While the National Rifle Association was Bloomberg’s biggest opponent on campaign finance reports, the all-volunteer group Gun Owners of Maine stood in the breach, launching a statewide grassroots defense of gun owners from Bloomberg’s millions. That victory put Gun Owners of Maine on the map as Maine’s premier gun rights organization, able to bring dozens or hundreds of gun rights defenders to the capitol on short notice to successfully lobby lawmakers.
Bloomberg’s efforts in Maine would not end with the defeat of the 2016 referendum. Since then, his organizations have maintained a presence, often swarming the Maine State House to advocate for gun control measures or attack politicians who will not support their agenda.
On Monday, Bloomberg is coming to Maine to kick-off his state campaign for the Democratic nomination for President of the United States. The visit comes at a time when Bloomberg is flooding television airwaves across the nation with ads as Senator Bernie Sanders, former VP Joe Biden and Senator Elizabeth Warren battle for votes in Iowa and New Hampshire, the first two states to hold Presidential contests.

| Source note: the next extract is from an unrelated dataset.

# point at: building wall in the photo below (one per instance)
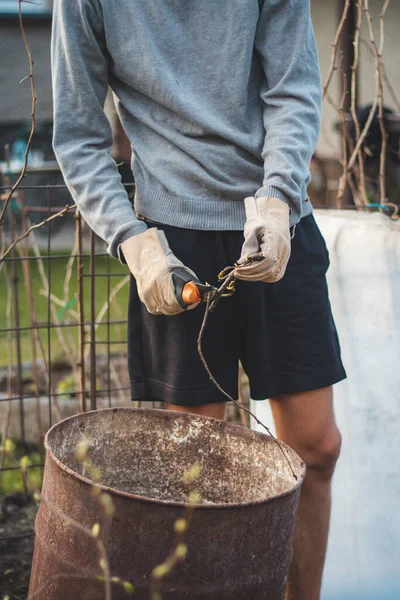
(15, 102)
(15, 97)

Recent polls have shown Bernie Sanders, a self-described socialist, surging in those early states.
Bloomberg’s play clearly doesn’t rely upon success in the first
two states, but instead appears to be focused on success in the states that
follow. If he finds success among the states that, like Maine, vote in the
Super Tuesday primary, it could damage candidates that are shut out in Iowa in
New Hampshire. That could set up some unusual dynamics for the remaining states
and the national convention.
While Bloomberg has tried to cast himself as a moderate, his anti-gun stance would appear to be at odds with Maine voters. He has also taken criticism from opponents as a late-entry trying to buy the election by spending hundreds of millions of his own money – dramatically outspending his opposition.
Bloomberg has also taken criticism for comments he made about
raising taxes on products he sees as unhealthy. Those taxes, according to the
critics, amount to a tax on poor people. In his defense, Bloomberg said he
thinks that it is okay, and that by raising taxes on things such as sugary
drinks, because “we
want the poor to live longer.”
“Michael Bloomberg was a complete embarrassment as mayor, and he
has brought those same socialist policies with him on the presidential campaign
trail. From his radical stance on the Second Amendment to his attempts to
regulate every detail of Americans’ lives, Mainers have already seen and
rejected what a Bloomberg presidency would mean for them,” said RNC
Spokesperson Nina McLaughlin in a statement about Bloomberg’s visit.
Shortly before announcing the visit to Maine, Bloomberg was
endorsed by former Congressman and Democratic gubernatorial candidate Mike
In 2016, Bernie Sanders won the Maine Democratic Party’s Presidential caucuses by a 2-to-1 margin before losing a majority of Maine’s superdelegates at the national convention. In 2019, lawmakers voted to return Maine’s process from a caucus to statewide primary election.